We’ve rolled out the Page Clone Rule, which enables us to detect indicators suggesting a webpage was generated using a page cloning tool.

Phishing pages are often created by cloning legitimate website landing pages and embedding a wallet drainer script. During this process, these page cloning tools leave behind specific indicators that give our system high confidence in identifying potentially malicious pages.

With our new page cloning detection rule, we’ve updated our system to provide an automated review process, resulting in faster detection and blocking of such websites.

We’re enabling organizations to log in to ChainPatrol using their existing corporate identity provider, such as Okta, Google Workspace, OneLogin, and others, with single sign-on (SSO).

The introduction of SSO offers two major benefits:

• It allows enterprise customers to enforce additional requirements and security rules within their identity provider of choice.

• It provides more authentication options for ChainPatrol and simplifies the onboarding process for new users.

Please, reach out to us if you’d like to set up SSO for your organization.

We've extended the reach of our detection by introducing four new sources: 

• Bing

• Yahoo

• DuckDuckGo

• Guestbooks

By tapping into these new detection sources, we’ve enhanced protection across various search engines and hidden guestbook websites, where scammers often post their content. It enables us to improve both the quality and speed of detection for all organizations that are being monitored by ChainPatrol.

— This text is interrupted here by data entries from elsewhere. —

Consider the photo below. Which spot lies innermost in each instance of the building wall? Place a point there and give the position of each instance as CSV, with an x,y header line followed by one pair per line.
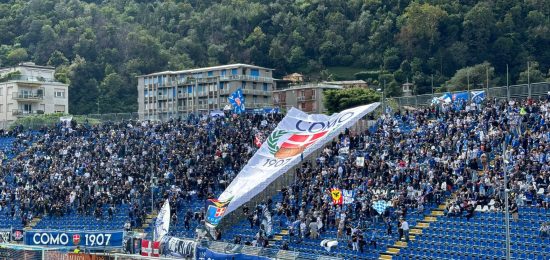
x,y
210,88
308,98
33,92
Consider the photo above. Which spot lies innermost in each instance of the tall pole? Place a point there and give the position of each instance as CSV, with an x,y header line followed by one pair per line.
x,y
152,196
507,83
468,79
384,98
529,78
507,212
432,85
487,80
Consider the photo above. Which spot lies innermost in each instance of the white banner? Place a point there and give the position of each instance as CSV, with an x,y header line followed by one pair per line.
x,y
298,133
162,224
360,161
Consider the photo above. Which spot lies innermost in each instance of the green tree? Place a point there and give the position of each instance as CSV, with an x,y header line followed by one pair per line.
x,y
17,55
533,74
338,100
475,75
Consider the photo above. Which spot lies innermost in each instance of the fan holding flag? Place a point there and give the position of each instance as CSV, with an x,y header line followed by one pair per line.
x,y
237,100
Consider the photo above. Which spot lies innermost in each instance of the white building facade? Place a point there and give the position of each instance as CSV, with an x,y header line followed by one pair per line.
x,y
29,89
199,91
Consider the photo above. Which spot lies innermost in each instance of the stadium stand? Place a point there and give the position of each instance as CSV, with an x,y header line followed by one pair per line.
x,y
421,160
439,170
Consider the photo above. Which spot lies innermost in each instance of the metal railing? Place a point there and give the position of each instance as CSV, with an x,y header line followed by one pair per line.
x,y
28,95
27,78
246,77
18,112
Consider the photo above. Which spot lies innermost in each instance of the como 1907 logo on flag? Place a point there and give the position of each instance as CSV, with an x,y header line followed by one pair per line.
x,y
76,239
295,144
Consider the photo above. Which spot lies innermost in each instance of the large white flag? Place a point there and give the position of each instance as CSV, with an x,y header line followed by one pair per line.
x,y
162,224
296,135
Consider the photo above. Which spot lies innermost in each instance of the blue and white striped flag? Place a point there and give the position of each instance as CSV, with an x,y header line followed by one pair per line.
x,y
381,205
162,224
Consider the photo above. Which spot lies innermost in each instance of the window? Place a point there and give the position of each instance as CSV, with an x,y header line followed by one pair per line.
x,y
59,93
59,109
254,73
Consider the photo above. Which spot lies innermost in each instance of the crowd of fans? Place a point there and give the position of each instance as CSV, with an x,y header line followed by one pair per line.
x,y
79,168
415,159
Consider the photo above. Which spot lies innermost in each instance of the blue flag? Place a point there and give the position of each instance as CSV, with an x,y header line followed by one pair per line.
x,y
237,101
478,96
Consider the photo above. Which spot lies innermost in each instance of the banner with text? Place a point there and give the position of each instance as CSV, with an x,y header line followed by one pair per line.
x,y
74,238
177,247
5,235
207,254
296,136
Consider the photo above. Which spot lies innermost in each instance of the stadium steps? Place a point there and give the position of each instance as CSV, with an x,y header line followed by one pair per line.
x,y
33,222
415,231
287,255
149,219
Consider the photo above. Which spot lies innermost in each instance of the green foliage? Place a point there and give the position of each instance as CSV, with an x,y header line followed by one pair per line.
x,y
337,100
533,74
343,73
475,76
99,47
39,121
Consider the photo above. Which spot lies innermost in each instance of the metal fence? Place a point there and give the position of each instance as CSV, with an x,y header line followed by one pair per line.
x,y
533,90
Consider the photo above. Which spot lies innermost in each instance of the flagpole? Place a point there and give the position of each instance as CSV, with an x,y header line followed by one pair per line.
x,y
507,212
152,197
507,84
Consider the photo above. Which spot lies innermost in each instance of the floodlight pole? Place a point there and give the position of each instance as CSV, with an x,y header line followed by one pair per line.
x,y
384,98
507,84
506,207
432,85
152,198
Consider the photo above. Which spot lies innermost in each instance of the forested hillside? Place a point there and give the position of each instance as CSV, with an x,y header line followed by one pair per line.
x,y
100,47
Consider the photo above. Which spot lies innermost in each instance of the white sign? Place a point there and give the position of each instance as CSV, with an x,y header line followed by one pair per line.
x,y
296,135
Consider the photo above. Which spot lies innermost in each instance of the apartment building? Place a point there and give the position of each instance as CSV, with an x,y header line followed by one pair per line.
x,y
307,97
202,90
30,89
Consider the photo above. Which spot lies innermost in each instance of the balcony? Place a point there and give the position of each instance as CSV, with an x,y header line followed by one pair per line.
x,y
26,79
247,78
24,113
28,96
306,98
257,92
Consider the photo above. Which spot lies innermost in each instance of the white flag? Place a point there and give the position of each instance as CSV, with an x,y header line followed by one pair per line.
x,y
162,224
296,136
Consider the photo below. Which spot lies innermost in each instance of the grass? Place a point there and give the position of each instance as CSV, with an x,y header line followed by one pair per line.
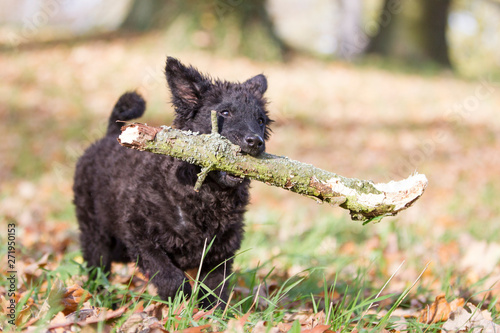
x,y
299,260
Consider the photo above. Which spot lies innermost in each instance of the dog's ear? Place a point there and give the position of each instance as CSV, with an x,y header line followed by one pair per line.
x,y
257,84
186,84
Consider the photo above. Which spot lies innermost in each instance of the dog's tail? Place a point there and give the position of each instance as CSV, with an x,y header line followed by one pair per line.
x,y
129,106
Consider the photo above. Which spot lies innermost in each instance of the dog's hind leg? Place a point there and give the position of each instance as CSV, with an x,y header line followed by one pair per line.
x,y
168,278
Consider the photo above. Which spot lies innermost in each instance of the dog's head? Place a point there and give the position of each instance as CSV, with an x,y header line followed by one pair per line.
x,y
241,107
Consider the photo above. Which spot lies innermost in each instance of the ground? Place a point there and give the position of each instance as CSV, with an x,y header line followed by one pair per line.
x,y
355,119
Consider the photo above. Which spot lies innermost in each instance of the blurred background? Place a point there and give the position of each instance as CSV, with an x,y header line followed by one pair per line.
x,y
374,89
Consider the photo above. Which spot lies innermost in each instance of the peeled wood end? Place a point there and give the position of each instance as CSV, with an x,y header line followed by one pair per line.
x,y
135,135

We’ve implemented an important update that involves periodically running checks on specific URL assets and extending our liveness checks with deeper analysis. This allows us to extract more information and make higher-quality decisions.

With this implementation, we are now conducting a more thorough and repetitive analysis of URLs that increases the quality of protection while reducing the chance of false positives. This also results in an increased frequency of asset updates, enabling our staff and automation to decide on the appropriate actions for certain assets.

We’ve introduced a new feature of the ChainPatrol Telegram Bot that allows users to flag malicious links in chat groups. Additionally, the reporting function now provides detailed information for links already in our system. If a link has already been blocked, the bot will display the current takedown progress to the user.

This new feature enhances the transparency and integration of ChainPatrol with Telegram, making it possible for the bot to include a community-facing feature. Additionally, users are kept informed about the progress of the takedown.

Note: You can check if your group settings are set up properly right here.

ChainPatrol’s Twitter Detection feature now monitors quoted tweets and retweets, to gather intel about more sophisticated scams. This provides increased quality of detection for replies under organization tweets, leading to more thorough protection for customers. It also enables a deeper analysis of Twitter profiles, allowing ChainPatrol to catch more impersonation attempts.

Wallet drainers are the primary way that users are losing funds through scams that leverage the trust those users have with Web3 brands. In an effort to reduce the frequency of this scam, we've shipped two new wallet drainer kit rules that now detect the use of common scripts for stealing funds from users.

Our automated reviewing system treats these new rules as high confidence signals for malicious activity and automatically blocks these sites as soon as they are detected. We continue to track new drainer kits and Indicators of Compromise (IOCs) of these sites, and we will update our detection rules accordingly.

The ChainPatrol app now leverages AI to automatically populate and submit takedown request forms directly on the website of specific providers. Previously, ChainPatrol members had to navigate to provider websites and manually fill out forms.

Here are the providers we have shipped so far:

• Webflow

• Gitbook

• Vercel

• Quora

• GoDaddy

• Hostinger

• Registrar.eu

• Tucows

With this update, a manual step has been eliminated, ensuring takedown requests are processed more efficiently, and reducing the potential for human error. AI ensures the forms are filled out correctly minimizing errors, and it speeds up the takedown process. 

Automated form filling works best when all required details (for example, legal documents), are uploaded into the system. For unsupported providers, the manual form submission process remains available as a fallback option.